McQueensMuse · 07/09/2023 18:40

You need to cut yourself some slack here!
You were frazzled beyond belief and no one was really hurt.
If I had seen this (am in scotland) the only thing I'd have wanted to do would be give you a hug and a maybe a wee drink!

Procrastinatingbecauseithelps · 07/09/2023 18:41

AllOfThemWitches · 07/09/2023 18:04

I must say , I often think mumsnet is the wrong place to discuss anything relating to an autistic child's behaviour. I swear some people can't wrap their heads around the fact that Autism is a disability.

It’s also a spectrum and used as an excuse for poor behaviour.

Sparkletastic · 07/09/2023 18:41

You reacted in the moment. Forgive yourself.

The amount of tech he's been through though... Are you caving too often?

Andanotherone01 · 07/09/2023 18:42

Is your husband normally such a twat and quick to play the blame game? Above everything else he should have your back, not make you feel worse than you already do.

Oldtigernidster · 07/09/2023 18:42

I don’t blame you one bit.

YesSirMam · 07/09/2023 18:43

I wouldn’t judge you at all. It sounds incredibly frustrating & I’d find myself resorting to smacking on occasions like that. I’ll go against the grain here & say certain kids who act out of control do need a smack now & again

Girliefriendlikespuppies · 07/09/2023 18:44

I wouldn't judge you for this, the whole situation sounds beyond stressful and you reached your limit.

Pour yourself a glass of wine, take a breath and start again tomorrow.

ZickZack · 07/09/2023 18:45

Flowersforbees · 07/09/2023 15:46

You calm down, apologise to your son and explain that you lost control and that it wasn't ok.

Then move on.

Sounds like you were pushed to the absolute limit which most people won't experience. You would have had adrenaline pumping and would have gone into fight or flight mode. Not saying it is ok but try to forgive yourself.

This.
You're human, op. I'm also against smacking. But there is a difference to one smack in 6 years on the bum when you're at your absolute limit and actual repetitive abuse/smacking.
Make sure your son knows it wasn't ok and it's not ok for people to hit / for him to be treated like that. And move on.

SlightlyJaded · 07/09/2023 18:46

I'm putting my hard hat on to say this OP, but...

The law around smacking is there to prevent kids being hit by adults. It's to safeguard small people who are at the mercy of big people walloping them in the name of 'discipline'. As ever, it's a catch all because it's too difficult to create and police anything more nuanced.

BUT actually, in the real world, I don't believe that a tap on the bottom as you described it - once or twice in a lifetime does anyone any harm - so shoot me...

I am not saying it's ok to use smacking as a general punishment, but I don't think you have done any harm and I think you can just let it go.

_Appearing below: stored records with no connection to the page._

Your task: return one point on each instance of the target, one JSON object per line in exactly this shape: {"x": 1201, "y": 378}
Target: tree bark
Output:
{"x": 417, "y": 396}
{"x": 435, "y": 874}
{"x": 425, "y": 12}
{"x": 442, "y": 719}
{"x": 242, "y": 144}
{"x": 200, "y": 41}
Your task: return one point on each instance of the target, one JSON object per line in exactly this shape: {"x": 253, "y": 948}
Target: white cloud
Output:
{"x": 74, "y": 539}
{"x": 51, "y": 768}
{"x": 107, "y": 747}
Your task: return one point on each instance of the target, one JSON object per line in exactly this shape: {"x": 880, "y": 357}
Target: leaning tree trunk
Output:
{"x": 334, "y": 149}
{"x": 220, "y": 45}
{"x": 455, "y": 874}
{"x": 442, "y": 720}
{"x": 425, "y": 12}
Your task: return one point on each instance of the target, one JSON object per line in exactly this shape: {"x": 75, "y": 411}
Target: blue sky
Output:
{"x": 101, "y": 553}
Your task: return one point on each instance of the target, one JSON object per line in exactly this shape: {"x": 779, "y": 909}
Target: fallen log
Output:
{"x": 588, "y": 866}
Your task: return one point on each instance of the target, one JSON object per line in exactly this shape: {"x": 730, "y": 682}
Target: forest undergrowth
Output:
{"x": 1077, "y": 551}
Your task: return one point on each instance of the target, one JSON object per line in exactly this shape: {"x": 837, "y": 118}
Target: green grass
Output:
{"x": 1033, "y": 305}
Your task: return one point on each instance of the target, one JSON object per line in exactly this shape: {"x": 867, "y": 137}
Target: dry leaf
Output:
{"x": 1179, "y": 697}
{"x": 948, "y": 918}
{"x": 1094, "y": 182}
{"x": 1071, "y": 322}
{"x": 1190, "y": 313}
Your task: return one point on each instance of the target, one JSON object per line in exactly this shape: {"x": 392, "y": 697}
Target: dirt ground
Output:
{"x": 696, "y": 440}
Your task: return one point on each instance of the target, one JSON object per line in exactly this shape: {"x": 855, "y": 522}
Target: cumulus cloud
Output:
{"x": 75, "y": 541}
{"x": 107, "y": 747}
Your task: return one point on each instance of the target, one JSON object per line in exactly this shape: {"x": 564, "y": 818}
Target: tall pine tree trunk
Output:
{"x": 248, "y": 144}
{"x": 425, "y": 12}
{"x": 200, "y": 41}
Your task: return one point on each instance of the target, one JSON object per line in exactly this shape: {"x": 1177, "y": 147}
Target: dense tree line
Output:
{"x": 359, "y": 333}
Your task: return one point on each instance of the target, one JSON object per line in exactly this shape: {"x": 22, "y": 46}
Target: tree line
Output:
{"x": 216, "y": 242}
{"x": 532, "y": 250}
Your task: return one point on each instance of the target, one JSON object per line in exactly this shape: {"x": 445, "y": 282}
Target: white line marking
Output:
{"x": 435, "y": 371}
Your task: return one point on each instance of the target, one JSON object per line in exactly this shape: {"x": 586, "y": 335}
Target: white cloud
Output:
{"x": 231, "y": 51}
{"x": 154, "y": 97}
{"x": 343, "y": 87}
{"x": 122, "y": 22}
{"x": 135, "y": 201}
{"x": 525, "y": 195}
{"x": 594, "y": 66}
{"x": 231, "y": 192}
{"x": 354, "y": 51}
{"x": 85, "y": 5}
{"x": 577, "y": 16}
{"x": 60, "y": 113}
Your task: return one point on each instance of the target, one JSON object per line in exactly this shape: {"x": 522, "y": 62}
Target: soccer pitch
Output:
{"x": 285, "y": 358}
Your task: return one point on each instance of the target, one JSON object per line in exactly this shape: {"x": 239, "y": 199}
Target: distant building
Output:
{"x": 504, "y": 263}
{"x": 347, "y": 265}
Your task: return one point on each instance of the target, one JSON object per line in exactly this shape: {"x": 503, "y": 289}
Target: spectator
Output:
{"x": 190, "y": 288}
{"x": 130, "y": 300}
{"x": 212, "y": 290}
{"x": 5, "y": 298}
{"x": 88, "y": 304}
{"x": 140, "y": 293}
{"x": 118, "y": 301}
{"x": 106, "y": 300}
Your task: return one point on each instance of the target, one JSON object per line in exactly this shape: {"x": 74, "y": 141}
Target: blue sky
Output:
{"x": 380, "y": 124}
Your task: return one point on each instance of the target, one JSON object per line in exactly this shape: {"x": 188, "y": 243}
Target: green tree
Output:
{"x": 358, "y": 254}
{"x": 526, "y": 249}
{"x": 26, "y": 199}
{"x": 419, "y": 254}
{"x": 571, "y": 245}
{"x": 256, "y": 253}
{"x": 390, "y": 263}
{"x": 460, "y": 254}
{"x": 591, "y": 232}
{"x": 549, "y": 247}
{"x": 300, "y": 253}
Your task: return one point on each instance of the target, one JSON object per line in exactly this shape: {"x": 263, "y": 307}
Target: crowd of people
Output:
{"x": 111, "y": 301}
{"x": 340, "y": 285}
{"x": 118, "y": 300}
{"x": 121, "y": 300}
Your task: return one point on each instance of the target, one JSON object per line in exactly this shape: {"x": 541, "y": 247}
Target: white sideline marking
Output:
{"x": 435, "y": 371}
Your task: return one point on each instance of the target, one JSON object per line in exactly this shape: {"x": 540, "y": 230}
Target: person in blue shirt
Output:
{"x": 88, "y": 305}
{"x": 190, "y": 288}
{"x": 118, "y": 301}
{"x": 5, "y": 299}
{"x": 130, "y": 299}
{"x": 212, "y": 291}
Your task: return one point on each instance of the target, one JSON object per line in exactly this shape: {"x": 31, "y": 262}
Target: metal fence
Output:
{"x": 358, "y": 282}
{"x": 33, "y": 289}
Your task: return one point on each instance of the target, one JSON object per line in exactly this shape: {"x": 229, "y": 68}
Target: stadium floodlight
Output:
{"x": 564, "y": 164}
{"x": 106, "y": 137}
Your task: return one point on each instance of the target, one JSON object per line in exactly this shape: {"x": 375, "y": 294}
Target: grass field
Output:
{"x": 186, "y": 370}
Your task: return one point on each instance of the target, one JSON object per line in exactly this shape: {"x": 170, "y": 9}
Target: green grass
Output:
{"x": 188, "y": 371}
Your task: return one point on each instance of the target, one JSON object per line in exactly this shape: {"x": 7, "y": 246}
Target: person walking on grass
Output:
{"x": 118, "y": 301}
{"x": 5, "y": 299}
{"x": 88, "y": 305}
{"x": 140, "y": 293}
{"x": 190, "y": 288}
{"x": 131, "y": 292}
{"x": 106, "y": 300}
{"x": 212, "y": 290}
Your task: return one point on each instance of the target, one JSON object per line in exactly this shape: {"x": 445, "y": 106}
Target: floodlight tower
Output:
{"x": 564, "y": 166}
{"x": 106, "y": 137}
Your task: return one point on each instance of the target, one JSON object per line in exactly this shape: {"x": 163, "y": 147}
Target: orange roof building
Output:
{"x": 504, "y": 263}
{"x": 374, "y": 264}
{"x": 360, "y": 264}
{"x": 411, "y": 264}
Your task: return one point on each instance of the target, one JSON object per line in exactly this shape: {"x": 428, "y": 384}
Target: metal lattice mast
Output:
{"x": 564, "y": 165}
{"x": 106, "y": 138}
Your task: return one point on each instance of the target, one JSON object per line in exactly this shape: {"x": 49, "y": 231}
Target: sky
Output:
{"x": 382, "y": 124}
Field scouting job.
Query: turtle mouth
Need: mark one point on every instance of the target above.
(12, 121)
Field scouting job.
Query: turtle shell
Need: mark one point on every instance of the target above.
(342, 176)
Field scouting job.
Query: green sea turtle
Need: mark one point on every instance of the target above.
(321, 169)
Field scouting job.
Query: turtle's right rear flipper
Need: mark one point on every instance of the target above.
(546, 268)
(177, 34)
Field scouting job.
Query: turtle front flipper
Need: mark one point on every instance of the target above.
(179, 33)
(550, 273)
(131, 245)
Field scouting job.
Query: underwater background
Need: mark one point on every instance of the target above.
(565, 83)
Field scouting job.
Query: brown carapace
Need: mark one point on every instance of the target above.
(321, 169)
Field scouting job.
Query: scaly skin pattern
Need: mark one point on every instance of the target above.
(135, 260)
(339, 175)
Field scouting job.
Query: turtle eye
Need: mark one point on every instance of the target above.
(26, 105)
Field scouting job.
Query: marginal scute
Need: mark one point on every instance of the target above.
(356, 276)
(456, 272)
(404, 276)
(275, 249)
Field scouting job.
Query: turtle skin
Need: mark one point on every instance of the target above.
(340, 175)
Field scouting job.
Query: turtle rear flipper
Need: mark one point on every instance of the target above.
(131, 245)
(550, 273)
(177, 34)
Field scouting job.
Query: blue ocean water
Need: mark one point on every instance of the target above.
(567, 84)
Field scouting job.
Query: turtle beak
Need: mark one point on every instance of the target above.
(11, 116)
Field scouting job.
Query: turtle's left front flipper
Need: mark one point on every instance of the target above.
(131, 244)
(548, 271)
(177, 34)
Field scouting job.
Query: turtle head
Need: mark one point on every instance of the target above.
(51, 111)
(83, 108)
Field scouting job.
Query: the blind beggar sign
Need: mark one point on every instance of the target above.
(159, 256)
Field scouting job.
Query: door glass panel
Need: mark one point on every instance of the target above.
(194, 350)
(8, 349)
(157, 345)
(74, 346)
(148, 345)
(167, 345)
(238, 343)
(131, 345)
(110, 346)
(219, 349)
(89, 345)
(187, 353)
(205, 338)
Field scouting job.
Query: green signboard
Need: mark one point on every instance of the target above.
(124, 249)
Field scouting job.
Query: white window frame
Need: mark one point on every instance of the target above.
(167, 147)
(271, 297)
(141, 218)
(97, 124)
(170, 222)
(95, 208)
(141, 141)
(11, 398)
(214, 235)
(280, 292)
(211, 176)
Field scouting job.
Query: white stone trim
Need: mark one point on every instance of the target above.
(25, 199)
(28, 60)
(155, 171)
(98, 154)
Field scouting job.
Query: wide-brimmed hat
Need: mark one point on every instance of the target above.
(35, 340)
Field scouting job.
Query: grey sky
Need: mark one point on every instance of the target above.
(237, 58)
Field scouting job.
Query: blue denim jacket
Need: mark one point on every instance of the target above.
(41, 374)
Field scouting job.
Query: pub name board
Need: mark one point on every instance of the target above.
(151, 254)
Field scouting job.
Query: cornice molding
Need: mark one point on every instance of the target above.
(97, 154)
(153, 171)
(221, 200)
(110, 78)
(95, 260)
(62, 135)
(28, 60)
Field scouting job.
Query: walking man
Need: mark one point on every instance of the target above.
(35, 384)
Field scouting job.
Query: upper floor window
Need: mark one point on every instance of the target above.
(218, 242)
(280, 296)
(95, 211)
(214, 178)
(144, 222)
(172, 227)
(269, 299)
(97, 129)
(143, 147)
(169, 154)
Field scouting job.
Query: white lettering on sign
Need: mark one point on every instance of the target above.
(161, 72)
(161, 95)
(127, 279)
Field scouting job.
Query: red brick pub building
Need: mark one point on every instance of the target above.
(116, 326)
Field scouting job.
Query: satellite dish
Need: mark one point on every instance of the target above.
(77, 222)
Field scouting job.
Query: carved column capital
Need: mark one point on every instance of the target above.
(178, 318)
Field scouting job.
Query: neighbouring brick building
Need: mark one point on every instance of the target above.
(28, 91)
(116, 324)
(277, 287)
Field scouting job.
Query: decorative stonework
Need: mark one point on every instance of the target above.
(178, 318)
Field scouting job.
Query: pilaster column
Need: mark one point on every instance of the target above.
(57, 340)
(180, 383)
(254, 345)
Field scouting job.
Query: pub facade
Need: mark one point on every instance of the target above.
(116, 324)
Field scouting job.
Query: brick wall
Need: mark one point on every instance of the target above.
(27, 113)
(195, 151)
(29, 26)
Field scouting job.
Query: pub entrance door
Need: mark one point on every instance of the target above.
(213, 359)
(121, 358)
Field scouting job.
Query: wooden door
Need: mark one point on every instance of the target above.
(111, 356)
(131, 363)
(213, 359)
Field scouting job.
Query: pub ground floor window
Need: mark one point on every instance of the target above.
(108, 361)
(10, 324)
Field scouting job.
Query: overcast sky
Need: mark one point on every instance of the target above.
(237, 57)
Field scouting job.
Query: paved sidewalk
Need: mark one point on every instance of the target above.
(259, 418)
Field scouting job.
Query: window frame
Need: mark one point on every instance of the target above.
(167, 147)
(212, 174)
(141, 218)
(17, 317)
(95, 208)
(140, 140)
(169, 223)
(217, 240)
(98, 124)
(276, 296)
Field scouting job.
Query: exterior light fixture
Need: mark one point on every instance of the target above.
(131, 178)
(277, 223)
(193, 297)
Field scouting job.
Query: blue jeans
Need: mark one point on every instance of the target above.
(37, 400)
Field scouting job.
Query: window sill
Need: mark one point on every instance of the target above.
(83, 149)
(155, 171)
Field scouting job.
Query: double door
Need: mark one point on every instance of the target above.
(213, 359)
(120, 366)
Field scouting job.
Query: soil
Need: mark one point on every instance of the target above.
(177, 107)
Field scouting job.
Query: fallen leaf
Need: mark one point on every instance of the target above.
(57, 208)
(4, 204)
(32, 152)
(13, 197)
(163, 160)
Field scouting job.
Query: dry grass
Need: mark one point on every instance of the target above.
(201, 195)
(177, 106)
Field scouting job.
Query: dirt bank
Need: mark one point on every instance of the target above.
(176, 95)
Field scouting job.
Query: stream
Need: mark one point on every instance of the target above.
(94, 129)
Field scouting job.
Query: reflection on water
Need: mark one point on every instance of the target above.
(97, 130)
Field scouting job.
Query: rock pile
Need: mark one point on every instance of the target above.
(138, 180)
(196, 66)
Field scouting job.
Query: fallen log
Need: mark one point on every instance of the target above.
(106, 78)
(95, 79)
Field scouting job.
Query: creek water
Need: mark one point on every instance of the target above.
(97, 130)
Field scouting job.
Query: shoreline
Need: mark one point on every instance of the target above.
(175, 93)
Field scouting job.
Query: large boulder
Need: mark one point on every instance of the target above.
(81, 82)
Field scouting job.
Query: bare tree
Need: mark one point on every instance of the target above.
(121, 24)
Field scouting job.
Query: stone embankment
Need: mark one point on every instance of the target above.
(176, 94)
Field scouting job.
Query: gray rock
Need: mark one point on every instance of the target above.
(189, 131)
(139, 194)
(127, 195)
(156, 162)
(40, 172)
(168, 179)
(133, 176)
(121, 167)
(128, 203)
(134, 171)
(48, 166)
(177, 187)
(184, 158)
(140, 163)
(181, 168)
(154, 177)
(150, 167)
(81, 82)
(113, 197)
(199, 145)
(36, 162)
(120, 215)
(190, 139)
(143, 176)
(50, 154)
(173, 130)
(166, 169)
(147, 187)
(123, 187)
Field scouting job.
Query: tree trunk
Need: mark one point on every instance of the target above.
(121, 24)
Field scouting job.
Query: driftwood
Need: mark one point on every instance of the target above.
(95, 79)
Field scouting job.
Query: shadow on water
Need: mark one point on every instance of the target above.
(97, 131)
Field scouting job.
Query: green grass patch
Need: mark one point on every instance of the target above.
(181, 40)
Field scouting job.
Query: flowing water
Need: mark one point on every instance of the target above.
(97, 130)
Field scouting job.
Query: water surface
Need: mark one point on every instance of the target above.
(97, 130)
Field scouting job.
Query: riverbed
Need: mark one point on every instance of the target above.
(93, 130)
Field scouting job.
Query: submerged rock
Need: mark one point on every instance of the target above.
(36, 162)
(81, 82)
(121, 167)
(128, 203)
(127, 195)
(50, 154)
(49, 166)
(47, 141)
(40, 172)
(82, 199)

fearfuloffluff · 07/09/2023 18:46

I really feel for you op. Wouldn't judge you at all. I wish there was much more funding to support families like yours.

Even in Scotland, you'd never be bothered by police about this kind of thing - I'm sure they'd only prosecute people who smack regularly and deliberately, where would be the public interest otherwise?

Give yourself a break but also think how you avoid this in future.

continentallentil · 07/09/2023 18:47

You lost control and that’s not OK - but bloody hell you were dealing with A LOT. In that situation it sounds like you went into fight or flight. Most parents do not have to deal with such extremity.